Seventy-six years ago, on August 8, 1942, six German “spies”
were executed in Washington.
Eight
German saboteurs were put ashore in Florida and New York during World War II.
They were to destroy aspects of America’s war production, but most, apparently,
had no intention of doing so.
Herbert
Haupt was a naïve young man interested in good times and ran away to Mexico to
avoid responsibilities. He and his friend Wolfgang Wergin spent three weeks in
Mexico until they ran out of money. They couldn’t return to the US unless they
paid a duty on the car Wolfgang sold when they were broke. Since they were both
naturalized Americans of German birth, the German consulate got them passage on
a ship going to Japan. From there, they went to Germany. Herbie jumped at the
chance to return to the US with the saboteurs; Wolfgang declined, believing the
G-men would get them. He ended up fighting in the German army on the Russian
front. Not until 1956 was Wergin able to return to the United States.
Among
the seven other saboteurs, one was a survivor of Gestapo torture and
imprisonment; another was badly wounded in the Wehrmacht. George Dasch intended
all along to turn them all in as his way of fighting the Nazi regime.
The
actions of Herbert Hoover and the FBI are disgusting. The saboteurs’ treatment
and trial were never about justice, but about appearances and a moral victory
over Germany. Six were executed.

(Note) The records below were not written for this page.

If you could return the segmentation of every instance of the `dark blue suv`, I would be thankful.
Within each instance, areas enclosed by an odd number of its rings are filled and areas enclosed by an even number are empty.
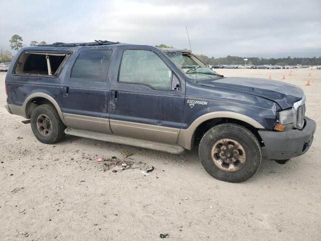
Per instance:
[[[199,146],[206,171],[245,181],[262,150],[303,154],[315,123],[295,86],[226,78],[189,51],[108,41],[26,47],[6,78],[8,111],[48,144],[65,134],[179,154]]]

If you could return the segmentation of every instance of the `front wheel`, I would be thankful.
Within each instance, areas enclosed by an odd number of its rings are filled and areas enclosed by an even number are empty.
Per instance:
[[[234,124],[219,125],[205,133],[200,143],[199,156],[212,176],[229,182],[252,177],[262,160],[256,137],[246,128]]]
[[[53,144],[65,136],[66,126],[51,104],[42,104],[35,108],[31,113],[31,124],[34,135],[43,143]]]

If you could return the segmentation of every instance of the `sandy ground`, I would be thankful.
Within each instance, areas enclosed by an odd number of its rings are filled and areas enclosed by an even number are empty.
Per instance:
[[[0,73],[0,240],[321,240],[321,70],[218,72],[284,73],[302,88],[318,126],[310,150],[284,165],[264,160],[252,178],[232,184],[208,175],[196,150],[176,156],[72,136],[46,145],[7,112]],[[132,168],[107,170],[97,156]]]

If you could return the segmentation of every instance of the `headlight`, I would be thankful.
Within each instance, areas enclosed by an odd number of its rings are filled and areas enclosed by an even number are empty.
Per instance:
[[[294,126],[296,121],[295,109],[294,108],[292,108],[290,109],[279,112],[278,121],[281,125]]]

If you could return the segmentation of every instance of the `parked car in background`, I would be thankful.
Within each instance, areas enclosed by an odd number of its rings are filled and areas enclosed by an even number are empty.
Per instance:
[[[214,64],[212,66],[212,69],[224,69],[224,67],[221,64]]]
[[[256,68],[260,69],[270,69],[271,66],[270,65],[257,65]]]

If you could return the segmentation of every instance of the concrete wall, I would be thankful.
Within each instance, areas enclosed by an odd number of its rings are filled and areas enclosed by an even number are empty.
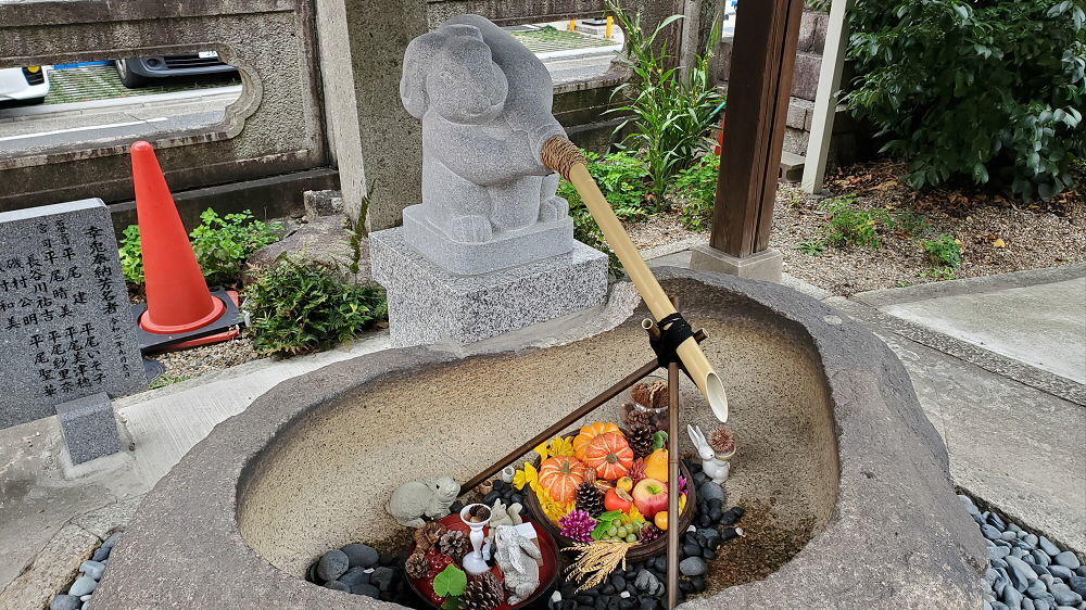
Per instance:
[[[223,123],[157,134],[176,191],[327,164],[313,0],[29,0],[0,3],[0,66],[215,49],[243,91]],[[0,211],[132,195],[127,140],[0,160]]]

Dasch and Burger were repatriated to Germany
in 1948, but their lives were ruined.
And Hoover wanted glory. He was more
guilty than the saboteurs, lying to them, trying to hide the fact that Dasch
went to the FBI rather than the FBI discovering a nefarious plot afoot. Hoover
should have been executed.
A new
book, Enemies: A War Story by Kenneth
Rosenberg, is a fictionalized
account of the saboteurs. I recommend it.